Shouldn't we commit this now to fix ScheduleDAGRRList, and if/when similar problems are discovered with other schedulers that are used for ARM targets, to fix them then?

Oh... looking a bit more closely, the "fast" scheduler is basically dead, and the VLIW scheduler is obviously irrelevant here. And I guess this is pretty low risk, given that ARM is the only backend using optional defs.

This needs a much better comment explaining why this is necessary (covering the important points discussed in this review). Otherwise, I'm okay with this (but I'm really not familiar with this code, so I'd like someone else to confirm that judgement).


I spent a little time experimenting with multiclassing the Thumb1 instructions to avoid optional defs; it seems like it's viable, and it's substantially simpler in some ways, but it would take a lot of time to finish.

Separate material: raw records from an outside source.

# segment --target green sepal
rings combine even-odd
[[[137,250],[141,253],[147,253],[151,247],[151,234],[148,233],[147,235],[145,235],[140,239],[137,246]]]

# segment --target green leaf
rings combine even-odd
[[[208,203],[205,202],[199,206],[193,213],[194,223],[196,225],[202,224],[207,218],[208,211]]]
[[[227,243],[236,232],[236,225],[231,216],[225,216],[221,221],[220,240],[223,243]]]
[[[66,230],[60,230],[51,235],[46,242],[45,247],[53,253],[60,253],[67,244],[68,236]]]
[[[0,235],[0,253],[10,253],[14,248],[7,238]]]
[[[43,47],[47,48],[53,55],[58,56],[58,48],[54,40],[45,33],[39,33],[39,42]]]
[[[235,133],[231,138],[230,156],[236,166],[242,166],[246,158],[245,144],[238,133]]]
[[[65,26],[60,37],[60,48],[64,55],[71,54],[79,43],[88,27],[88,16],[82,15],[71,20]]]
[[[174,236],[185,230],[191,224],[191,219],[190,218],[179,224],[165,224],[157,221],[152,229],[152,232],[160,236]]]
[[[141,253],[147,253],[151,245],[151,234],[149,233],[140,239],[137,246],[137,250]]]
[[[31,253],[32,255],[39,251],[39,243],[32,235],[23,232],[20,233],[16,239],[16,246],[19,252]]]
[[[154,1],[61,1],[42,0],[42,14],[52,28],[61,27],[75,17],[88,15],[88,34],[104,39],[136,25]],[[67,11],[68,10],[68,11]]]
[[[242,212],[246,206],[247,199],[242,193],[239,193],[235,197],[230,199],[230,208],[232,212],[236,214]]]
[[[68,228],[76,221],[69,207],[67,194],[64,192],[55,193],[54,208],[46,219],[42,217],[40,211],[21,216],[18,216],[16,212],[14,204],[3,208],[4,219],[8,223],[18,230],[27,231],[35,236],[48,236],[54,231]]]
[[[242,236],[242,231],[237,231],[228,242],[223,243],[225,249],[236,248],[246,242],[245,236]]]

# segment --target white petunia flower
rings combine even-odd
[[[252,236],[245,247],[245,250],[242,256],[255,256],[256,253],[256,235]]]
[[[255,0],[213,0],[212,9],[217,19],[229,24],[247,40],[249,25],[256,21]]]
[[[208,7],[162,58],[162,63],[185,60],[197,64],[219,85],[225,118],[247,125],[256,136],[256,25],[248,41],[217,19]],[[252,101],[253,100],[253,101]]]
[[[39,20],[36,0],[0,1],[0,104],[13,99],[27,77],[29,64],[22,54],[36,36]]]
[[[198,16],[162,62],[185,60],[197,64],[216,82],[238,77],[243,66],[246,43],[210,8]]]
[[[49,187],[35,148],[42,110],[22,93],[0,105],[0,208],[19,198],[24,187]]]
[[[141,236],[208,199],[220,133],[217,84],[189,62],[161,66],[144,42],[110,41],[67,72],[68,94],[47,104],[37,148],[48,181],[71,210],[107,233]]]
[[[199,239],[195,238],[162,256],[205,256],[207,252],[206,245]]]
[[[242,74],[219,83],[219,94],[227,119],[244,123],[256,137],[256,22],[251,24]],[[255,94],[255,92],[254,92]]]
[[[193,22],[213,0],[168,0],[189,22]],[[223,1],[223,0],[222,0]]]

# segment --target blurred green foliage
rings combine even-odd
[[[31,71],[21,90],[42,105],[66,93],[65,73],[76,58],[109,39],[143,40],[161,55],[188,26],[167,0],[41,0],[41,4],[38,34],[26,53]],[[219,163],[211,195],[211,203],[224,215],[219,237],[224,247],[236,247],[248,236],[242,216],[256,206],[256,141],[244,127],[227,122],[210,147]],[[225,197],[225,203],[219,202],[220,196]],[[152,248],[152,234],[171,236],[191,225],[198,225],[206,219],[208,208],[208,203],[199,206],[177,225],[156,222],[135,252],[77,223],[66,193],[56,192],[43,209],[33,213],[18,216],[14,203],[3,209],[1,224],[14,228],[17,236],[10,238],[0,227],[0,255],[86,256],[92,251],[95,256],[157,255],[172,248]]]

tyomitch updated this revision to Diff 92640.Wed, Mar 22, 8:15 AM

Added a comment explaining why this is necessary

This needs a much better comment explaining why this is necessary

Done.

I spent a little time experimenting with multiclassing the Thumb1 instructions to avoid optional defs;
it seems like it's viable, and it's substantially simpler in some ways, but it would take a lot of time to finish.

Yes, that's my own understanding, too.

javed.absar accepted this revision.Thu, Mar 23, 2:33 AM

Based on above discussions, LGTM.

This revision is now accepted and ready to land.Thu, Mar 23, 2:33 AM

Hi Tim,

James has suggested that you take a look, too.

LGTM from my side. But please wait for someone else to approve it too.